Islam tidak mengenal kasta
sehingga walaupun ia habib, ketika ia berkata kasar hingga mencaci seperti menjelek-jelekkan
pemimpin negara dengan kata “banci” dan “goblok” adalah kezaliman yang jelas.
Menyombongkan diri bahkan tidak mau meminta maaf semakin memperjelas bahwa ia
tidak bisa menjadi pelanjut garis perjuangan Nabi Ibrahim AS dan Muhammad SAW
yang menyampaikan ajaran dengan santun dan tanpa caci maki serta hinaan.
Nabi Muhammad SAW mencontohkan
akhlak yang sangat indah ketika beliau berhadapan dengan seorang yahudi yang
selalu melemparinya kotoran. Suatu ketika si yahudi ini tidak melempari kotoran
Nabi Muhammad SAW seperti biasanya sehingga beliau lalu mencari informasi
tentang si yahudi itu dan ternyata dia lagi sakit. Nabi Muhammad SAW ketika
menemui si yahudi itu bukan melakukan tindakan balas dendam, beliau bahkan
menjadi orang pertama yang menjenguknya dan tentunya kunjungan itu dilakukannya
dengan sangat ramah. Karena kebaikan akhlak belaiu, si yahudi ini akhirnya
memeluk islam tanpa balas dendam, tanpa hinaan, dan tanpa cacian.

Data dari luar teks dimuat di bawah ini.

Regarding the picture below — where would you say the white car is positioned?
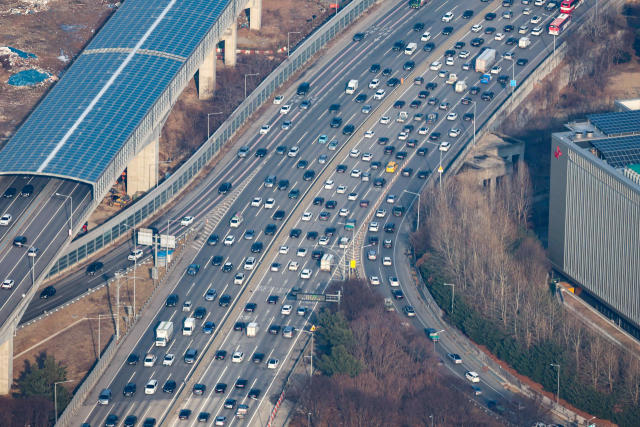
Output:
[162,354,176,366]
[144,380,158,394]
[464,371,480,383]
[244,256,256,270]
[280,104,291,114]
[260,125,271,135]
[127,249,144,261]
[231,351,244,363]
[142,353,157,368]
[180,216,195,227]
[0,214,12,225]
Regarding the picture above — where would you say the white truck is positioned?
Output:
[247,322,260,338]
[182,317,196,335]
[476,49,496,73]
[320,254,334,271]
[344,80,358,95]
[156,322,173,347]
[454,80,467,93]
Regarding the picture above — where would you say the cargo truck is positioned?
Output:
[344,80,358,95]
[156,322,173,347]
[476,49,496,73]
[320,254,333,271]
[247,322,260,338]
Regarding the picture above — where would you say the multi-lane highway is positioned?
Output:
[65,2,586,427]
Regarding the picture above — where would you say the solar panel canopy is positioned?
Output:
[0,0,229,183]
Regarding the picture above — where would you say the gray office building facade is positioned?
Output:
[548,103,640,338]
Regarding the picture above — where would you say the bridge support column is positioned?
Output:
[247,0,262,30]
[0,334,13,395]
[198,46,216,99]
[221,21,238,67]
[127,139,160,196]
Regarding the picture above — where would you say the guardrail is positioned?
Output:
[48,0,376,278]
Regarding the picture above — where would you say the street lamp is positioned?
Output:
[207,112,225,139]
[53,380,75,424]
[551,363,560,403]
[244,73,260,99]
[56,193,73,237]
[287,31,302,59]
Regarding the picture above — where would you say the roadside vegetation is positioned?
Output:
[411,168,640,427]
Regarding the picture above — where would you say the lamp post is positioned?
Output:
[551,363,560,403]
[207,112,225,139]
[287,31,302,59]
[444,283,456,314]
[56,193,73,237]
[53,380,75,423]
[244,73,260,99]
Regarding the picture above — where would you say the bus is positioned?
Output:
[409,0,429,9]
[560,0,584,15]
[549,13,571,36]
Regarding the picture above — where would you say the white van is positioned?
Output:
[404,43,418,55]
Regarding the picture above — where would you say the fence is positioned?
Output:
[48,0,376,277]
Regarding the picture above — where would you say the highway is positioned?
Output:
[66,2,586,427]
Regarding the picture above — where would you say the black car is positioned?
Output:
[40,286,56,299]
[218,182,233,194]
[122,383,136,397]
[162,380,178,393]
[218,294,231,307]
[85,262,104,276]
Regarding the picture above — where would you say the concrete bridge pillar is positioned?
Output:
[127,135,160,196]
[221,21,238,67]
[247,0,262,30]
[198,46,216,99]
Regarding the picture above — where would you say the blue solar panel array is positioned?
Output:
[0,0,229,183]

Sehingga sangat mengherankan jika
ada yang mengaku sebagai habib, tetapi mulutnya penuh dengan caci maki dan
sumpah serapah. Saya tidak tahu mereka belajar dari mana karena Nabi Muhammad SAW
tidak pernah mengajarkan yang demikian. Mungkin saja mereka belajar dari Abu
Lahab yang juga merupakan keturunan Nabi Ibrahim AS tetapi sifatnya zalim,
penuh benci, dan sumpah serapah. Sehingga pantas saja ada yang beranggapan,
mungkin mereka itu penumpang gelap habib karena darah Nabi Muhammad SAW yang
mengalir di tubuhnya sudah tercemar oleh kebencian dan hasad. Islam tidak
mengenal kasta sehingga walaupun anda bergelar habib dan melakukan kezaliman
terhadap orang lain, anda tetap salah dan itu bukan ajaran islam.